Complex regional pain syndrome is considered to be an inflammatory response. Many treatment options have been tried for this disease state. Low-dose naltrexone is a known blocker of neuroinflammation and the TLR 4 receptors in the microglial cells. TLR 4 receptors may be responsible for increased production of pro-inflammatory neurokinines. Blocking these receptors help to reduce the production of neurokinines. It is postulated that this may be an additional mechanism of action for low-dose naltrexone in complex regional pain syndrome. LDN would be expected to act more slowly and indirectly by suppressing the neuroinflammatory activities of activated glia, Ketamine, a NMDA antagonist, would be expected to act rapidly and directly on NMDA receptors in glutamatergic synapses,.

It should be emphasized that naltrexone should not be administered in the presence of opioids. If administered simultaneously, patient's are likely to go into withdrawal. All opioids should be stopped for at least 2 or 3 days before administration of naltrexone. In case of methadone, it may be necessary to stop this medication longer as methadone is an extremely fat-soluble drug and may take longer to be eliminated.
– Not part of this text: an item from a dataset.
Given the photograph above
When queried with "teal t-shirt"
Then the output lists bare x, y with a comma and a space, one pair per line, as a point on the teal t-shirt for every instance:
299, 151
It is recommended that naltrexone be administered at night. It should be done on an empty stomach and patient's be NPO for 1 hour after administration of medication. This allows for better absorption and best results.. Administration during nighttime allows synchronization with the diurnal rhythm. Maximum endorphin and enkephalins are then released early in the morning. In addition low-dose naltrexone may require to be titrated to higher doses. This is necessary before the effect of naltrexone can be evaluated. The recommended dosages for low dose naltrexone is from 1.5 mg up to a maximum of 10 mg.

During the transition from opioids to naltrexone, the use of clonidine is suggested to help with symptoms of withdrawal. In addition, the use of oral ketamine may be beneficial for breakthrough pain. It is of note that most patients on oral opioids who had stopped these medications, did not want to get back on opioids.

The key to success in using LDN is an understanding that optimal dosing is ultimately patient specific. It is not dependent on a protocol. Dosing strategy can vary patient to patient. Some find success very quickly, while others need varying dosing strategy, and may need many months to achieve. To be successful, it is important to work with a provider and pharmacist knowledgeable in LDN use and its various nuances.